Essentially, The Bachelor becomes like a televised version of the Stanford Prison Experiment: everybody easily falls into their assigned roles. There’s the central pack of girlfriends, the manipulative outcast, and the contestant only defined by a sob story (this season being a woman born with one arm, which, you can guess, is handled with all the care of a 5th grader). Even the Bachelor himself seems stuffed into a box of unceasing niceties, never allowed to have a human moment. All of these contrivances are obviously scripted, and it can’t be an easy task for these writers of a fictional reality show to contrive reasons for these characters to fall in love, but it’s still intriguing, and sometimes disturbing, to see it happen to real people.

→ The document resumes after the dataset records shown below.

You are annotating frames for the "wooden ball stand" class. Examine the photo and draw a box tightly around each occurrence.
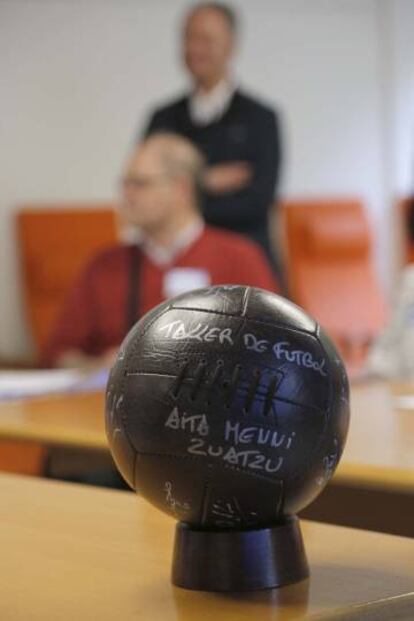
[172,515,309,591]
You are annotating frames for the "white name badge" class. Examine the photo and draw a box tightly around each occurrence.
[163,268,211,299]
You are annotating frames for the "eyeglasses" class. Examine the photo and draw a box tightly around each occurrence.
[121,175,168,190]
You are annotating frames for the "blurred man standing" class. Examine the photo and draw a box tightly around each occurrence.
[144,2,283,279]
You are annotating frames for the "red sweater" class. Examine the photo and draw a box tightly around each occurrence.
[44,226,279,365]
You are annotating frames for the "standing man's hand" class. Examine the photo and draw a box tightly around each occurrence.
[203,161,253,194]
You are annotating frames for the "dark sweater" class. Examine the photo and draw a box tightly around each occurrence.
[144,89,282,263]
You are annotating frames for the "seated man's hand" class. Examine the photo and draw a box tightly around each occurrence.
[203,161,253,194]
[56,347,118,372]
[101,347,119,369]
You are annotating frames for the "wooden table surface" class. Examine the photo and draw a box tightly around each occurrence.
[0,381,413,493]
[0,473,413,621]
[0,391,106,450]
[339,381,414,493]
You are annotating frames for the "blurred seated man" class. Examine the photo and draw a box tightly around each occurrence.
[43,132,279,369]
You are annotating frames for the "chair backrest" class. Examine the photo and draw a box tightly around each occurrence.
[282,198,386,344]
[16,204,118,354]
[0,441,47,476]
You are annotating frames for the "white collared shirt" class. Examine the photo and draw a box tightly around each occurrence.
[142,218,210,297]
[189,79,235,126]
[140,218,205,268]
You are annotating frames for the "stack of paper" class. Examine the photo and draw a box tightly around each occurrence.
[0,368,109,401]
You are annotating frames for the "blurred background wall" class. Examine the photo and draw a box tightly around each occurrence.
[0,0,413,357]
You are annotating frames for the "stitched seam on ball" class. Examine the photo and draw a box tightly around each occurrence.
[171,306,242,318]
[200,464,213,525]
[241,286,251,317]
[133,305,173,343]
[125,371,177,378]
[121,305,174,438]
[241,316,318,335]
[285,328,336,488]
[164,306,316,335]
[133,450,205,461]
[118,302,172,362]
[277,480,285,514]
[220,462,282,484]
[134,450,281,484]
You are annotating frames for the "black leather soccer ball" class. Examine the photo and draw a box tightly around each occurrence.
[106,286,349,529]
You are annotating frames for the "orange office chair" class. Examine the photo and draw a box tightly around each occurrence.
[4,204,118,477]
[0,442,48,476]
[16,204,118,354]
[282,198,387,370]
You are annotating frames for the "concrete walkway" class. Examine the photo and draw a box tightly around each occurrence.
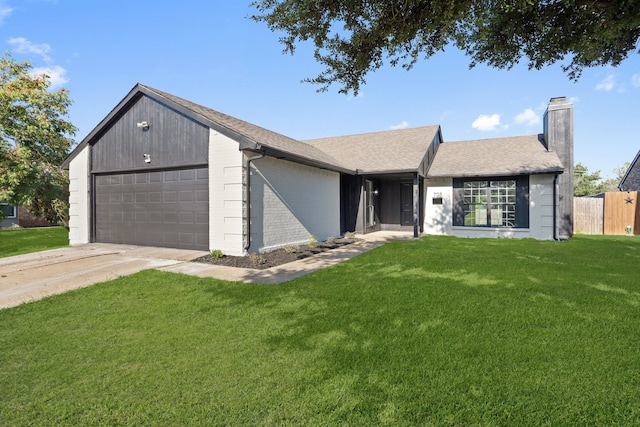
[0,231,415,309]
[160,231,415,284]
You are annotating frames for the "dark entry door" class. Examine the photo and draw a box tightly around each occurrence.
[94,167,209,250]
[401,182,413,226]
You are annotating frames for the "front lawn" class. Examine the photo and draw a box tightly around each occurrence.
[1,235,639,425]
[0,227,68,258]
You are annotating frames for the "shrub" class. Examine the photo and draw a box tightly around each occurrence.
[284,245,298,254]
[210,249,224,259]
[308,235,318,248]
[344,231,356,239]
[326,236,336,245]
[248,253,266,266]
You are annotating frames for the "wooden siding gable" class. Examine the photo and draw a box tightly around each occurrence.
[90,94,209,173]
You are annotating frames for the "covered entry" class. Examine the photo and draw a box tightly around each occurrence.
[94,167,209,250]
[341,173,424,236]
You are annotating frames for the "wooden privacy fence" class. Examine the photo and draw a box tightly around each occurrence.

Taken on its own merit as a reality show, The Bachelor is tripe that panders to an outmoded view of relationships in order to sell the most toothpaste during commercial breaks. It’s also a strangely interesting case study of the minds of the people who actually apply to be on these shows, if only by virtue of the heavy-handed production, and the extended period this show has spent on air. If you’re a Bachelor lover, I’d love to hear your thoughts on the show’s merits, because at this point, I barely see anything of worth.